Не знаю, какимъ образомъ изъ гвардейской пѣхоты Пущинъ попалъ въ кавалерійскіе бригадные командиры. Ѣздилъ онъ верхомъ изъ рукъ вонъ плохо, и на ученіяхъ въ присутствіи старшаго начальства становился нѣмъ. Зато, являясь старшимъ, старался какъ можно болѣе выказывать свой авторитетъ и требованія, не всегда исполнимыя.

Однажды вечеромъ, появившись у генерала съ полковникомъ, мы застали тамъ въ блестящемъ люстриновомъ сюртукѣ черняваго съ прыгающими черными глазами еврея. [471]Еврей этотъ былъ въ большомъ почетѣ, какъ говорили, у окрестныхъ дамъ въ качествѣ знахаря и врача. Видно было съ перваго раза, что ловкій еврей вполнѣ овладѣлъ Петромъ Павловичемъ. Когда мы вчетверомъ сѣли за прекрасный ужинъ, еврей не брезгалъ вкуснымъ маіонезомъ, хотя въ немъ и было трефное мясо. Въ пріятельской бесѣдѣ Петръ Павловичъ любилъ изрекать максимы и сужденія сомнительнаго достоинства. Этой слабостью еврей воспользовался съ блестящимъ успѣхомъ.

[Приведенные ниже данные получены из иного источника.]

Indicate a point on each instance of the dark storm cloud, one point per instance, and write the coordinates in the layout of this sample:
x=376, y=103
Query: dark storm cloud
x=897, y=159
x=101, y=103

— Это вы, ваше пр—о, изъ Талмуда говорите.

— Какъ? неужели изъ Талмуда?

— Изъ Талмуда, ваше пр—о.

— Стало быть я знаю Талмудъ?

— Знаете, ваше пр—о.

— Карлъ Ѳед., слышите ли анъ-того! Я знаю Талмудъ. А онъ вотъ вамъ все разскажетъ, спросите хоть про себя.

На просьбу мою сказать что либо обо мнѣ, еврей, указывая пальцемъ на лѣвое плечо мое и рѣзко смотря мнѣ въ глаза, сказалъ:

— У васъ я вижу на правой сторонѣ не то родинка, не то царапинка.

— Дѣйствительно есть, сказалъ я, но только не на правой, а на лѣвой сторонѣ чуть замѣтная царапинка.

— Да вѣдь я же указывалъ на лѣвую, а для меня то она правая, отвѣчалъ еврей.

Такимъ образомъ онъ никогда не могъ ошибиться, такъ какъ нѣтъ человѣка, который бы отъ роду не былъ оцарапанъ съ той или съ другой стороны, хотя бы булавкой кормилицы.

Выходя отъ генерала вечеромъ, мы обыкновенно расходились съ Бюлеромъ, которому слѣдовало идти направо, а мнѣ налѣво, на улицу, ведущую къ канцеляріи и упирающуюся въ тотъ береговой кряжъ, на которомъ раслоложенъ былъ казенный садъ и мастерскія. При поворотѣ на эту улицу еврей догналъ меня. Въ нѣкоторомъ отдаленіи передъ нами въ сумракѣ ночи горѣли огни въ мастерскихъ, расположенныхъ террасами надъ уровнемъ плоской улицы. Еврей не захотѣлъ упустить случая блеснуть ученостью. [472]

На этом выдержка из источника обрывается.